Quando falamos do trabalho do pastor, a primeira coisa que precisamos considerar é que a Igreja tem duas dimensões: Ela é, ao mesmo tempo, organismo e organização. Como organismo, a Igreja é formada por todos aqueles que nasceram de novo, em qualquer denominação, é liderada pelo Espírito Santo e é considerada invencível. Por outro lado, como organização, ela é liderada por seres humanos que possuem falhas e limitações. Para liderar a sua Igreja, o Senhor Jesus deu os dons ministeriais, que são: apóstolos, evangelistas, profetas, pastores e mestres, querendo o aperfeiçoamento dos santos e a edificação do corpo de Cristo (Ef 4.11,12). Precisamos também considerar que dom ministerial é diferente de cargo ministerial. Dom ministerial é a capacitação sobrenatural que Deus concede ao cristão para servir à Igreja de Cristo. O cargo ministerial é a função que a pessoa exerce na Igreja local, que varia de acordo com a denominação e a necessidade.
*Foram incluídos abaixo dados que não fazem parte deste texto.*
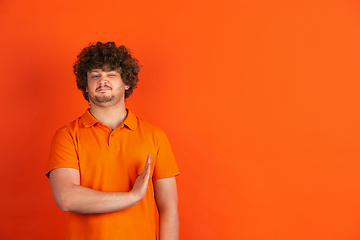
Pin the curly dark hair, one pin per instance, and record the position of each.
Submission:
(98, 55)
Sendo a Igreja uma organização, ela precisa escolher pastores, substituir e até afastá-los das funções ministeriais. Para fazer isso, como em toda organização, precisa seguir os seguintes passos: recrutamento e seleção, treinamento e avaliação de desempenho. Para falar sobre este último, se faz necessário, falar antes das formas de administração eclesiástica, pois, em cada uma delas o papel do pastor é diferente.
1. Formas de administração de Igrejas. Enquanto organização, a Igreja precisa ser administrada e, há pelo menos, três formas de administração eclesiástica no meio evangélico, ignorando-se, claro, aquelas ’igrejas’ que tem dono e uma pessoa sozinha faz o que quer:
a. Episcospal ou assembleiana. Neste modelo, a Igreja é dirigida por uma assembléia de bispos ou pastores. O pastor local, além de cuidar da parte espiritual (evangelização, oração, visitas e ensino da Palavra de Deus) cuida também da administração local (finanças, manutenção, construção, reformas, etc), sendo subordinado ao bispo, pastor-presidente ou pastor setorial.
b. Presbiteral. A Igreja é dirigida por um corpo de presbíteros. O pastor local cuida apenas da parte espiritual. Toda a parte administrativa fica a cargo do presbitério. Neste modelo não há pastor presidente ou Igreja sede.
c. Congregacional. A administração da Igreja fica a cargo de uma junta administrativa, que é escolhida periodicamente em votação pelos membros da Igreja. O pastor local fica subordinado a esta junta e também não cuida da parte administrativa, que fica a cargo da junta administrativa. É também um modelo de Igreja local e não há Igreja sede e pastor presidente.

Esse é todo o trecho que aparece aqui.